Document Worker exports all their feature including:
- Multi-Tag Indexes
- Context-Search Indexes
- Document-Store
Example (CommonJS): [document-worker-export-import](../example/nodejs-commonjs/document-worker-export-import)<br>
Example (ESM): [document-worker-export-import](../example/nodejs-esm/document-worker-export-import)
Provide the index configuration and keep it, because it isn't stored. Provide a parameter `config` which is including the filepath to the extern configuration file:
```js
const dirname = import.meta.dirname;
const config = {
worker: true,
document: {
id: "tconst",
store: true,
index: [{
field: "primaryTitle",
config: dirname + "/config.primaryTitle.js"
},{
field: "originalTitle",
config: dirname + "/config.originalTitle.js"
}],
tag: [{
field: "startYear"
},{
field: "genres"
}]
}
};
```
> Any changes you made to the configuration will almost require a full re-index.
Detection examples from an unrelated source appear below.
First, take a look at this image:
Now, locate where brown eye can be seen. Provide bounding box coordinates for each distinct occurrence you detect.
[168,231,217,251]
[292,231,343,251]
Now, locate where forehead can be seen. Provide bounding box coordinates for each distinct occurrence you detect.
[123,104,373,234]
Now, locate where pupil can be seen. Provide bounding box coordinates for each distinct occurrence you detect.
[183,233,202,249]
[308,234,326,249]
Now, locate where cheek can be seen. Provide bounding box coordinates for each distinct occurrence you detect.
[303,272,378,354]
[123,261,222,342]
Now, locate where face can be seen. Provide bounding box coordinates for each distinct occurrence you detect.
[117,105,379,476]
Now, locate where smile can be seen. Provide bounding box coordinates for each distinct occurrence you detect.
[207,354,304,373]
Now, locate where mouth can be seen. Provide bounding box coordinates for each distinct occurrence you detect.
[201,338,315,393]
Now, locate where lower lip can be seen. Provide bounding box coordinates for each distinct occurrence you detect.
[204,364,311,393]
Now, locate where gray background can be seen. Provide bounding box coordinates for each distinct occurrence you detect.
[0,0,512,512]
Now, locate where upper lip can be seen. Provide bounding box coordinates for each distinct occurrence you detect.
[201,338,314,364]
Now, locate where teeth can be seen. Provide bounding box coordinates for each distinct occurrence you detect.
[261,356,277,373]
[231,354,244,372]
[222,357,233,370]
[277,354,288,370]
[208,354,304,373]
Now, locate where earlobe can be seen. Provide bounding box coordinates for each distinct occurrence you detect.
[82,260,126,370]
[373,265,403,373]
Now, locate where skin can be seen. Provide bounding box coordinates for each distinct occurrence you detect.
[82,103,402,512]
Provide the extern configuration file as a default export including the methods `export` and `import`:
```js
import { promises as fs } from "fs";
export default {
tokenize: "forward",
export: async function(key, data){
// like the usual export write files by key + data
await fs.writeFile("./export/" + key, data, "utf8");
},
import: async function(file){
// instead of looping you will get the filename as 2nd paramter
// just return the loaded contents as a string
return await fs.readFile("./export/" + file, "utf8");
}
};
```
Create your index by assigning the configuration file from above:
```js
import { Document } from "flexsearch";
const document = await new Document(config);
// add data to the index
// ...
```
Export the index by providing a key-data handler:
```js
await document.export(async function(key, data){
await fs.writeFile("./export/" + key, data, "utf8");
});
```
Import the index:
```js
const files = await fs.readdir("./export/");
// create the same type of index you have used by .export()
// along with the same configuration
const document = await new Document(config);
await Promise.all(files.map(async file => {
const data = await fs.readFile("./export/" + file, "utf8");
// call import (async)
await document.import(file, data);
}));
```
## CSP-friendly Worker (Browser)
When using worker via one of the bundled versions (e.g. `flexearch.bundle.min.js`), the worker will be created by code generation under the hood. This might have issues when using strict CSP settings.
You can overcome this issue by using the non-bundled versions e.g. `dist/module/` or by passing the filepath to the worker file instead of `true` like `worker: "dist/module/worker/worker.js"`.